Is it a only a 24-48 hour patrol, or an extended patrol in excess of 48 hours?

If it is a combat patrol (the intent is to make contact with the enemy, raid, ambush, movement to contact) then I would offer your proposed ammunition load is way too light. If it is recon patrol and your intent is not to engage the enemy you can go lighter.

If the terrain allows you to refill your canteens in streams, lakes, mud puddles, etc., then two one quart canteens should suffice. Use water purification pills and lets move past this pampering where our guys have to have bottled water.

If it is a day patrol, a couple of energy bars is enough chow. Climate will determine the amount of clothes needed, but a dry t-shirt and dry pair of socks can come in handy if there is a big temp drop between day and night. We used to move during the day only wearing our jacket/camaflauge shirt with no t-shirt, then if we settled down for the night we put on our dry t-shirt underneath our wet jacket to stay reasonably warm. Situation dictates, but we didn't carry the kitchen sink with us. If you switch socks out at night, you rinse your old out in a stream an hang them on your ruck to dry and repeatedly swap them out. We even used to cut our tooth brush in half to minimize weight and bulk. Sounds execessive but a hundred pounds of light weight gear is still a hundred pounds. Individuals carried their own med stuff to a point, but the medic still had to carry a med kit complete with IVs, chest tubes, hemostats, blades, etc. for more extensive injuries, especially if evac of the wounded could be delayed.

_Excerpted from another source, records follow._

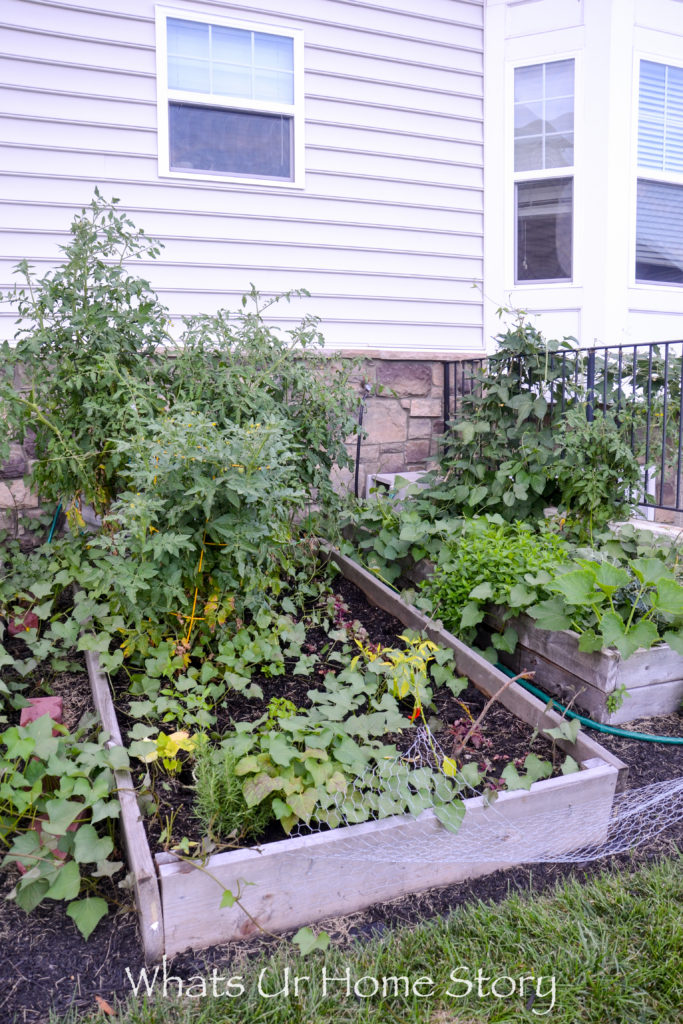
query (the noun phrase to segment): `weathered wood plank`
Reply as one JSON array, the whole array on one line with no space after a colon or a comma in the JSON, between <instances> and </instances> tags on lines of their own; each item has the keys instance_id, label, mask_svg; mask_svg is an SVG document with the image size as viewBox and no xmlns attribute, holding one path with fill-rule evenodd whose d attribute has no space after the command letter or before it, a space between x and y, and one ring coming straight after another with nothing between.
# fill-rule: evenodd
<instances>
[{"instance_id":1,"label":"weathered wood plank","mask_svg":"<svg viewBox=\"0 0 683 1024\"><path fill-rule=\"evenodd\" d=\"M575 775L503 793L493 806L467 800L460 830L431 810L211 857L202 870L158 856L166 952L278 932L350 913L408 892L478 878L501 867L601 843L617 770L590 762ZM489 851L489 852L487 852ZM219 909L223 887L244 907Z\"/></svg>"},{"instance_id":2,"label":"weathered wood plank","mask_svg":"<svg viewBox=\"0 0 683 1024\"><path fill-rule=\"evenodd\" d=\"M543 700L528 693L517 683L509 684L508 677L500 669L493 666L477 651L466 646L447 630L436 626L433 620L408 604L398 594L377 580L357 562L342 555L331 546L325 545L324 550L339 566L344 575L364 592L369 601L394 615L403 626L426 633L434 643L450 648L456 655L458 672L471 679L472 683L487 696L502 691L499 699L503 707L536 729L553 729L560 724L562 718L557 712L547 711ZM628 767L620 758L605 750L584 731L579 732L575 743L559 739L557 745L566 754L570 754L578 762L588 758L602 758L607 764L611 764L617 769L620 773L617 788L622 790L626 785Z\"/></svg>"},{"instance_id":3,"label":"weathered wood plank","mask_svg":"<svg viewBox=\"0 0 683 1024\"><path fill-rule=\"evenodd\" d=\"M99 658L96 652L87 650L85 662L90 678L92 699L102 727L111 736L110 745L123 746L110 693L109 680L99 668ZM114 774L121 804L121 831L128 866L134 880L142 948L145 959L147 963L152 963L160 959L164 952L164 922L157 870L144 834L130 772L117 771Z\"/></svg>"}]
</instances>

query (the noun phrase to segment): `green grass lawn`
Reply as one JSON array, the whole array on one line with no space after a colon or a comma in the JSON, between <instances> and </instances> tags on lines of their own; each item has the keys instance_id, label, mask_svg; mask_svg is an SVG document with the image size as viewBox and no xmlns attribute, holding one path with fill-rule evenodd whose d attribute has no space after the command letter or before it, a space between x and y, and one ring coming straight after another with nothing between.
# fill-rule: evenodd
<instances>
[{"instance_id":1,"label":"green grass lawn","mask_svg":"<svg viewBox=\"0 0 683 1024\"><path fill-rule=\"evenodd\" d=\"M524 893L496 905L470 904L447 920L325 954L304 958L283 944L268 956L217 971L217 997L208 973L182 979L183 999L164 998L160 968L159 994L147 998L142 984L116 1020L678 1024L683 1015L682 918L679 857L633 872L605 872L583 885L569 881L543 896ZM169 967L167 975L172 974ZM231 997L220 994L228 975ZM139 978L133 980L137 984ZM177 981L168 981L169 993L177 988Z\"/></svg>"}]
</instances>

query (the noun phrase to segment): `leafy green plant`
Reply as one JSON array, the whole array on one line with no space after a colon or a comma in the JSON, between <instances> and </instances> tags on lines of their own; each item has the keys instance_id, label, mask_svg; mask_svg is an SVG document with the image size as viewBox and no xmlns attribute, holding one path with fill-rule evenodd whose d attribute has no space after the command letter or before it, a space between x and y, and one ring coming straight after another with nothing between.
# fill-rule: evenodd
<instances>
[{"instance_id":1,"label":"leafy green plant","mask_svg":"<svg viewBox=\"0 0 683 1024\"><path fill-rule=\"evenodd\" d=\"M545 507L558 504L553 430L561 409L558 355L570 367L572 346L566 339L545 340L521 310L496 340L497 350L485 369L473 375L461 416L444 439L439 463L443 479L431 497L452 513L538 519ZM565 400L572 392L569 383Z\"/></svg>"},{"instance_id":2,"label":"leafy green plant","mask_svg":"<svg viewBox=\"0 0 683 1024\"><path fill-rule=\"evenodd\" d=\"M587 523L589 537L610 519L626 518L643 497L641 468L626 439L628 422L612 413L592 421L586 409L568 410L557 462L559 504L567 518Z\"/></svg>"},{"instance_id":3,"label":"leafy green plant","mask_svg":"<svg viewBox=\"0 0 683 1024\"><path fill-rule=\"evenodd\" d=\"M631 694L627 690L626 684L622 683L621 686L617 686L616 689L607 694L605 697L605 708L610 715L613 715L615 712L620 711L624 701L630 696Z\"/></svg>"},{"instance_id":4,"label":"leafy green plant","mask_svg":"<svg viewBox=\"0 0 683 1024\"><path fill-rule=\"evenodd\" d=\"M267 802L247 804L238 760L229 748L204 741L197 745L194 769L195 813L208 835L234 844L259 839L271 820Z\"/></svg>"},{"instance_id":5,"label":"leafy green plant","mask_svg":"<svg viewBox=\"0 0 683 1024\"><path fill-rule=\"evenodd\" d=\"M81 501L104 511L124 468L113 442L135 429L145 410L164 404L168 312L130 261L155 259L158 243L95 189L71 226L63 261L36 280L22 261L24 285L7 296L16 307L13 348L5 342L0 375L5 440L36 435L31 486L47 501ZM14 389L14 371L25 380ZM153 383L154 381L154 383Z\"/></svg>"},{"instance_id":6,"label":"leafy green plant","mask_svg":"<svg viewBox=\"0 0 683 1024\"><path fill-rule=\"evenodd\" d=\"M88 874L123 867L110 859L111 836L95 827L118 817L114 771L128 766L125 750L105 738L89 738L85 726L70 735L46 715L0 733L2 865L24 869L10 898L27 911L44 899L67 900L85 938L106 913L100 897L79 898Z\"/></svg>"},{"instance_id":7,"label":"leafy green plant","mask_svg":"<svg viewBox=\"0 0 683 1024\"><path fill-rule=\"evenodd\" d=\"M300 484L323 510L336 509L331 470L352 464L344 442L357 430L355 364L323 354L314 316L284 333L269 319L276 303L307 296L302 289L265 299L252 285L241 310L188 317L173 359L172 403L203 409L220 429L281 422Z\"/></svg>"},{"instance_id":8,"label":"leafy green plant","mask_svg":"<svg viewBox=\"0 0 683 1024\"><path fill-rule=\"evenodd\" d=\"M584 651L615 647L629 657L664 639L683 654L683 586L659 558L577 564L546 585L554 597L528 609L541 629L573 629Z\"/></svg>"},{"instance_id":9,"label":"leafy green plant","mask_svg":"<svg viewBox=\"0 0 683 1024\"><path fill-rule=\"evenodd\" d=\"M169 775L177 775L182 768L178 755L181 751L191 755L196 745L195 736L190 736L186 729L178 729L168 735L159 732L154 738L136 739L128 748L128 753L146 765L161 764Z\"/></svg>"}]
</instances>

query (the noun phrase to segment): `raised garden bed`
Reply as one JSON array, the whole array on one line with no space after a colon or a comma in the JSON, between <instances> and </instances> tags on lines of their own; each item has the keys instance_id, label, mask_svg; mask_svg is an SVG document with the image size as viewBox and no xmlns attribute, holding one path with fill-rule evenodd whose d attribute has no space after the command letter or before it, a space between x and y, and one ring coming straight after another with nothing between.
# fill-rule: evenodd
<instances>
[{"instance_id":1,"label":"raised garden bed","mask_svg":"<svg viewBox=\"0 0 683 1024\"><path fill-rule=\"evenodd\" d=\"M419 584L433 568L423 560L407 566L405 578ZM503 609L490 608L483 623L483 646L502 626ZM515 673L533 672L538 686L596 722L622 725L637 718L670 715L683 706L683 657L668 644L638 650L624 659L611 649L581 651L577 633L542 630L529 615L506 620L508 627L516 631L518 640L513 653L499 651L501 663ZM617 693L620 707L610 711L609 697Z\"/></svg>"},{"instance_id":2,"label":"raised garden bed","mask_svg":"<svg viewBox=\"0 0 683 1024\"><path fill-rule=\"evenodd\" d=\"M495 628L502 618L494 611L486 622ZM683 657L668 644L637 650L625 660L616 650L581 651L575 633L541 630L528 615L507 626L519 639L514 653L500 652L503 665L535 672L539 686L596 722L622 725L669 715L683 703ZM621 705L610 712L612 694Z\"/></svg>"},{"instance_id":3,"label":"raised garden bed","mask_svg":"<svg viewBox=\"0 0 683 1024\"><path fill-rule=\"evenodd\" d=\"M546 711L542 701L516 684L509 685L501 672L354 562L332 549L328 554L372 603L451 648L458 672L484 693L500 690L501 703L535 728L560 723L559 716ZM120 741L109 684L94 653L88 653L88 669L104 726L113 741ZM558 745L582 765L581 772L536 782L528 792L503 793L493 808L485 807L482 798L467 800L464 823L456 835L445 831L427 810L417 818L394 816L220 853L202 863L168 853L153 859L130 778L122 775L122 827L135 876L146 958L243 939L259 927L268 931L295 928L409 892L476 878L543 853L599 843L614 793L625 781L626 766L581 733L575 742L560 739ZM529 821L540 838L525 836ZM496 859L492 856L489 861L474 859L470 848L482 822L494 825L492 835L498 841ZM429 859L430 842L443 844L444 839L447 855ZM407 845L423 849L424 855L397 856L396 850ZM238 905L219 908L225 888L241 893L244 909Z\"/></svg>"}]
</instances>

Communications kit is often a problem, how many radios, and how many spare batteries? It can add up quick.

Body armor and other protective kit is a huge problem, and I agree we are more effective without it, but not necessarily safer. The argument will be we want our soldiers to have maximum protection. If your goal is protect your soldiers instead of enabling to fight then it is a valid argument, otherwise it is pretty lame.

Someday in the future I hope we can send out lightly equipped patrols that have a maneuver advantage over our adversaries, but the current mindset in the military won't accept that risk.

If soldiers were allowed to determine what they needed for each mission instead of having it mandated you would see the load rapidly reduce in weight. Micromanagement is our biggest weakness in the military.

Another major problem we have is the mindset that PACE created. When I first came we focused on primary and alternate means if the primary failed, but now we what if ourselves to death with having a primary, alternate, contingency, and emergency piece of kit for comms. Great I have four freaking means to make comms, but I have hundred pound rucksack and I'm not going to be maneuvering very effectively with it.